March 31, 2016

Bevo-2 team members
From left to right: Aerospace engineering students Shivani Patel and Ashleigh Caison, and alumnus Parker Francis, B.S. ASE '14, with Bevo-2 during testing before the satellite was sent to NASA-JSC. View more photos here.

Thanks to the hard work and dedication of our Texas Spacecraft Lab student team, the Bevo-2 satellite was successfully deployed into space from the AggieSat4 satellite early this year on Jan. 30.

Since 2006, The University of Texas at Austin has been collaborating with Texas A&M University on the LONESTAR satellite program supported by NASA Johnson Space Center to test autonomous rendezvous and docking maneuvers.

LONESTAR, which stands for Low Earth Orbiting Navigation Experiment for Spacecraft Testing Autonomous Rendezvous and Docking, consists of a two-part series. The first pair of satellites were launched in 2009. Bevo-2 and AggieSat4, the second pair of satellites, were launched to the International Space Station (ISS) last December.

Since work on Bevo-2 began in 2010, over 50 graduate and undergraduate students from the Cockrell School of Engineering designed, created and built Bevo-2 in the Texas Spacecraft Lab (TSL). Now that the satellites are in space, students will monitor them from the ground station located at the W.R. Woolrich Laboratories. Both UT and A&M students will be in charge of monitoring the satellites in space.

Aside from a few components purchased off the shelf, UT students manufactured and customized the circuit boards, structure, and almost every line of code for the Texas satellite, said Parker Francis (B.S. ASE ‘14), mission manager of LONESTAR. Francis is currently a graduate student at Georgia Tech.

"There weren't professional engineers helping us along the way," he said.
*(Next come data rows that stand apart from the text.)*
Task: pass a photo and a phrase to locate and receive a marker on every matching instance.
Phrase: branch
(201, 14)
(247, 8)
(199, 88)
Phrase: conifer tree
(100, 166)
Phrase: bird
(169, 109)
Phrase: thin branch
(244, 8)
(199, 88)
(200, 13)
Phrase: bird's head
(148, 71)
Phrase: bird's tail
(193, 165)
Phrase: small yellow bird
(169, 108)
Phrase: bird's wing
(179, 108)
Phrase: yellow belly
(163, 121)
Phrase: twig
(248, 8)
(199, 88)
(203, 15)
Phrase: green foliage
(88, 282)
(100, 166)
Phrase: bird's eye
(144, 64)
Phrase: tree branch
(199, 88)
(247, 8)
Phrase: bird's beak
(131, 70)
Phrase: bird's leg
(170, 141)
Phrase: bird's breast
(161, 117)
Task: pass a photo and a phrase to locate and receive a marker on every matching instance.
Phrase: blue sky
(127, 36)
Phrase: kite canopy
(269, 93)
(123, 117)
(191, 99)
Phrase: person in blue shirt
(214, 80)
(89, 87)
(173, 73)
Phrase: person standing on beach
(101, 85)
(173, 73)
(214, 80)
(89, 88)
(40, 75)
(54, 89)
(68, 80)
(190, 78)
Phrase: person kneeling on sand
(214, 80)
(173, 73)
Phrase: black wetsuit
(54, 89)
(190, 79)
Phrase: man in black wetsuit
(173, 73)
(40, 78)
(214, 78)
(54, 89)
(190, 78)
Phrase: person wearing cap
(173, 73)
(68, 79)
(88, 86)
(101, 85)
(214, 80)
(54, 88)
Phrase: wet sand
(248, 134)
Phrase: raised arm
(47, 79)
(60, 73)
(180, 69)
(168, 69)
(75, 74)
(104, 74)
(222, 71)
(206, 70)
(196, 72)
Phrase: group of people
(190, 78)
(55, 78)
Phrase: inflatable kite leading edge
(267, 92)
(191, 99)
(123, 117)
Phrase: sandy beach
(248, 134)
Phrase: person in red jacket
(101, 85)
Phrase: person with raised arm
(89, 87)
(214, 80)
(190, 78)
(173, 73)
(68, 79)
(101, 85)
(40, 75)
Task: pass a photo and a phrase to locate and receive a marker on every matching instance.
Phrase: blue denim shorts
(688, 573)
The two satellites were released into space together from the ISS on Jan. 29, with Bevo-2 stored in a metal pod within AggieSat4. The following day, the UT satellite was successfully deployed into space from the Aggie satellite using a spring-loaded pusher plate.

Once operational in space, the attitude determination and control system's software will be checked which involves recording sensor measurements, downlinking the data and analyzing how well the satellite knows the direction it is pointed.
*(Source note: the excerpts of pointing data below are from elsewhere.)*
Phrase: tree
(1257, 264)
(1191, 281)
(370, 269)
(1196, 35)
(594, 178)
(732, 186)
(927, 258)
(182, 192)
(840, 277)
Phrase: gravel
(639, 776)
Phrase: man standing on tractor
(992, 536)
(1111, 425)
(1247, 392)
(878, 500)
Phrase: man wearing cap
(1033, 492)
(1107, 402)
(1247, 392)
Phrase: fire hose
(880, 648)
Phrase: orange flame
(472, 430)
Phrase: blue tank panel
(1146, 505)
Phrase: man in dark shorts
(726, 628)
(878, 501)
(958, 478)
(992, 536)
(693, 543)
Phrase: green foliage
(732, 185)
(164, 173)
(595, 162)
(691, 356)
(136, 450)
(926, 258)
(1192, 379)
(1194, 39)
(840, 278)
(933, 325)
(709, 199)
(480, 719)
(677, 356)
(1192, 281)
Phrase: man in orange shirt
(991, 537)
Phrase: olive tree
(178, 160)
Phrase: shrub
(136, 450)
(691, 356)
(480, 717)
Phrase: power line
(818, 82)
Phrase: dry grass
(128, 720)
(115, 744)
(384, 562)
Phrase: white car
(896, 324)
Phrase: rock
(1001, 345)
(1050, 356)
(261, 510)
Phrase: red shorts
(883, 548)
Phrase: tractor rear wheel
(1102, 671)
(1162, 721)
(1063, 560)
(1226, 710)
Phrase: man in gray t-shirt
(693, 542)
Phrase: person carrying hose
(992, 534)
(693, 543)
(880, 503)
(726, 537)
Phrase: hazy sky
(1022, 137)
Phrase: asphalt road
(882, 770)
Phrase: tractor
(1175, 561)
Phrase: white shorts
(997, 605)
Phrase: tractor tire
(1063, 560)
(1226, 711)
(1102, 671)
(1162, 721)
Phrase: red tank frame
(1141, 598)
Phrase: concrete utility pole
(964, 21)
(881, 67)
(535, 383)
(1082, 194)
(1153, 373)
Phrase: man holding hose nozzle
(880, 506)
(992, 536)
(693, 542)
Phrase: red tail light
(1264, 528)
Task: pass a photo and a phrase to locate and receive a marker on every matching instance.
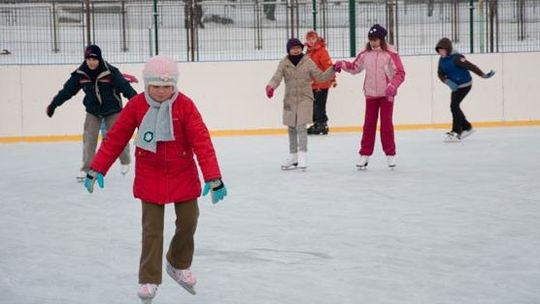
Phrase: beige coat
(298, 101)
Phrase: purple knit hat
(93, 51)
(377, 31)
(292, 43)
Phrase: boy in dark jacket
(102, 83)
(454, 71)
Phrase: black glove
(50, 110)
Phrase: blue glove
(452, 85)
(219, 191)
(91, 178)
(489, 74)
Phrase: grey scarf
(156, 124)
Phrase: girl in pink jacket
(384, 74)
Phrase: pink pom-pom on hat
(160, 70)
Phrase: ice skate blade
(451, 141)
(146, 301)
(289, 168)
(189, 288)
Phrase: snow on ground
(454, 223)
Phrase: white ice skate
(147, 292)
(184, 277)
(362, 162)
(391, 161)
(302, 160)
(451, 137)
(466, 133)
(124, 169)
(291, 162)
(81, 176)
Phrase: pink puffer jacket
(382, 68)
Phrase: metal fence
(46, 32)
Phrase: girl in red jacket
(384, 74)
(170, 132)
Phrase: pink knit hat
(160, 71)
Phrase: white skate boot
(362, 162)
(147, 292)
(184, 277)
(291, 162)
(466, 133)
(302, 160)
(124, 169)
(451, 137)
(391, 161)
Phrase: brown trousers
(181, 248)
(92, 125)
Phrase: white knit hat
(160, 71)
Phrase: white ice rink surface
(454, 223)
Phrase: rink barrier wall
(257, 132)
(231, 98)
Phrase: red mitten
(269, 91)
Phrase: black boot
(311, 130)
(319, 128)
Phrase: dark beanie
(444, 43)
(93, 51)
(292, 43)
(377, 31)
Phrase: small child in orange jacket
(316, 50)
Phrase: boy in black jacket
(102, 83)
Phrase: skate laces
(147, 290)
(187, 276)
“Further testing would extend this to testing different control schemes and verifying how well the satellite can point at different objects in space,” said Francis. “The big final test would be firing the miniature thruster, and analyzing its performance in orbit. The thruster is a really exciting technology that will enable small satellites to do a variety of very interesting missions in the future.”

Both satellites will remain in orbit for approximately nine months before the atmospheric drag causes them to deorbit and burn up in the atmosphere.

Aerospace engineering senior Ashleigh Caison, who currently works in the TSL, said that it was rewarding to see the satellite that she worked on be deployed into space.

“It's incredibly motivating to see a project reach such a final stage, and amazing to think about all the students who put work in to make this project successful,” Caison said.